Combining the Two Tables
1) You will start by creating the schema of a table E, which is the target table into which you will merge the two tables A and B. If tables A and B have identical schema, then table E has the same schema. Otherwise, the schema of table E will be the union of the schemas of tables A and B.
2) Next, you will write a Python script to combine the tuples of tables A and B to create the tuples for table E. Note that we have discussed such a step several times in the class. We will discuss it in more details in the class in a coming lecture.
3) Finally, you execute this Python script to populate the table E.
Note: In this step, if you want to add more data, such as combining a table D with tables A and B to create table E, that is fine too.

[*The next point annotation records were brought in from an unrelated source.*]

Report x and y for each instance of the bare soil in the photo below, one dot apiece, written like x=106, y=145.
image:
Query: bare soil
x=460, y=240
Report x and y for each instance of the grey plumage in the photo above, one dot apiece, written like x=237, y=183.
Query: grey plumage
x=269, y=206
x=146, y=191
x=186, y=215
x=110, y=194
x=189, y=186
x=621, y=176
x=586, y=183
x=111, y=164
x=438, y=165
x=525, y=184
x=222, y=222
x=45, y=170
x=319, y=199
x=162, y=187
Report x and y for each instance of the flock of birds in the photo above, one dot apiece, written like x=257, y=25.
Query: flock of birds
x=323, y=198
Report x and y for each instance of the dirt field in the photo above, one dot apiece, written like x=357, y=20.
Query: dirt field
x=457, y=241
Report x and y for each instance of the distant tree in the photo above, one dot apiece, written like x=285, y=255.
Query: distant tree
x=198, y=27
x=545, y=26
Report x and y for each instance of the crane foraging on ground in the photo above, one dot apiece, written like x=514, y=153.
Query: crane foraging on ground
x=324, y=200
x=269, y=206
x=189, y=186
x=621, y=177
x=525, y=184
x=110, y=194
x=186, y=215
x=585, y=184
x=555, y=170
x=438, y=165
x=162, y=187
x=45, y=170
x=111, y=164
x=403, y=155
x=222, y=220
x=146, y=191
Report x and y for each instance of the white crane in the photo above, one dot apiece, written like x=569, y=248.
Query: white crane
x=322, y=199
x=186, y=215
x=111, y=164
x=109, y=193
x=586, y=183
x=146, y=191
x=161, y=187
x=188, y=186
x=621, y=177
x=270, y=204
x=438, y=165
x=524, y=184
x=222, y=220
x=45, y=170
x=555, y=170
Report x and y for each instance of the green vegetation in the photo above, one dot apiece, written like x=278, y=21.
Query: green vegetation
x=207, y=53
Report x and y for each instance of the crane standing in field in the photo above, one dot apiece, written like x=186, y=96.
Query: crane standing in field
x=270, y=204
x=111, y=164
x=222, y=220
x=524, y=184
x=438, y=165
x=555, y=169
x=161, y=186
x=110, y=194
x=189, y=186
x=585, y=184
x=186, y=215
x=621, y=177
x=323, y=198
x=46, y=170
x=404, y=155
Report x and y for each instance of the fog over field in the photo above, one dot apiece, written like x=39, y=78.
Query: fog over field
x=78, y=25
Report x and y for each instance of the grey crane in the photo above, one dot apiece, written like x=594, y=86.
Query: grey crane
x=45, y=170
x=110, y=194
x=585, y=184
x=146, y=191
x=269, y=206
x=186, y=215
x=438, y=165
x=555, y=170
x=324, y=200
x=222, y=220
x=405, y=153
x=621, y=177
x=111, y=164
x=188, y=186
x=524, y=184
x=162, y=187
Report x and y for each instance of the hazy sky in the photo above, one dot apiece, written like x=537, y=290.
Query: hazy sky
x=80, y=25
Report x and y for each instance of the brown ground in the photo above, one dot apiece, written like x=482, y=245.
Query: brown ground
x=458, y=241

Performing an Analysis on the Combined Table
You are now ready to perform an analysis on the combined table. This analysis is something of your own choosing. But it must involve one of the key techniques that we will cover in the class: classification, clustering, correlation discovery, anomaly detection, or OLAP-style exploration. I will discuss more in the class.
What to submit
Submit the following on your group's website:
a CSV file storing Table E
a pdf file that discusses the following issues:
how did you combine the two tables A and B to obtain E? Did you add any other table? When you did the combination, did you run into any issues? Discuss the combination process in detail, e.g., when you merge tuples, what are the merging functions (such as to merge two age values, always select the age value from the tuple from Table A, unless this value is missing in which case we select the value from the tuple in Table B).
Statistics on Table E: specifically, what is the schema of Table E, how many tuples are in Table E? Give at least four sample tuples from Table E.
What was the data analysis task that you wanted to do? (Example: we wanted to know if we can use the rest of the attributes to accurately predict the value of the attribute loan_repaid.) For that task, describe in detail the data analysis process that you went through.
Give any accuracy numbers that you have obtained (such as precision and recall for your classification scheme).
What did you learn/conclude from your data analysis? Were there any problems with the analysis process and with the data?
If you have more time, what would you propose you can do next?